Sweeney And Skelos Applaud Findings Of Medicaid Fraud Investigation For New York State
Highlights of the Report include:
Ø Diminished audit collection is a result of numerous factors including a shift in focus from enforcement to education in an attempt to root out fraud in the front-end of the program instead of recovering losses on the back-end. CMS clearly outlined concern with this approach as it resulted in a less effective program than previously. Collections from audits for both fee-for-service and rate-based providers were at a 4-year low in spite of an increase in actual number of audits.

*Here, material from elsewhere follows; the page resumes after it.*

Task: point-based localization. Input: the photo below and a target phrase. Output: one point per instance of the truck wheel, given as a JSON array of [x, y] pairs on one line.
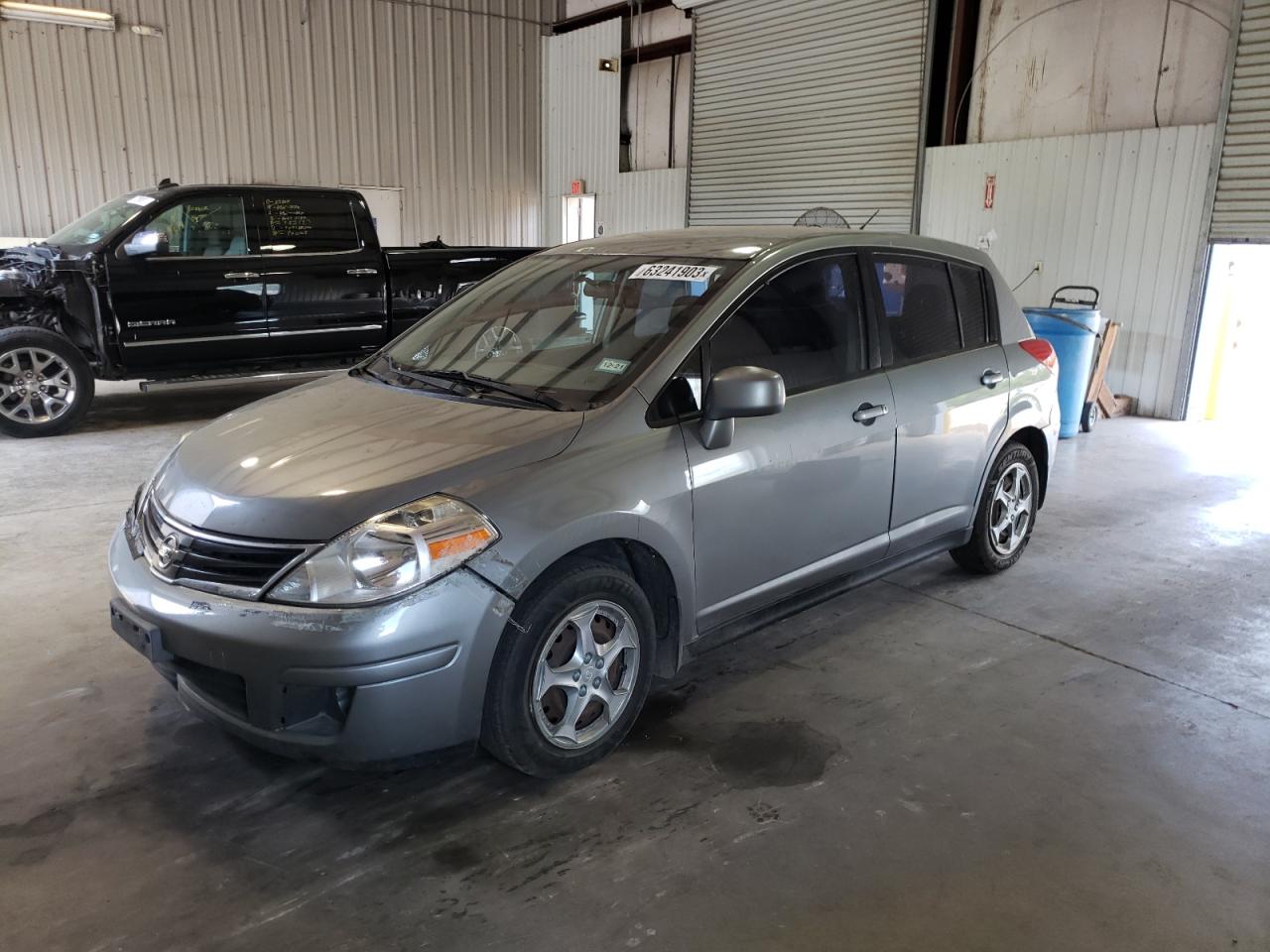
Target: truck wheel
[[46, 385]]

Ø Insufficient program integrity staff was a negative result of an increase in the State Medicaid program by 55%, from $27.2 billion in 1998, to $42.3 billion in FY 2004 and a reduction in staff of 60% from 950 staff in 1998, to 584 in 2004. New York State has the largest Medicaid program in the nation. While recent additional staff members are welcomed, New York staffing will still be only at 70% of the 1998 level when the program size was nearly 1/3 smaller than in FY 04.
Ø An additional issue regarding lower than expected referrals to the Medicaid Fraud Control Units (MFCU's) was also noted as a concern. The highest level of referrals was a drastically low 77 for any given calendar year and was outlined as an area needing improvement on the part of DOH.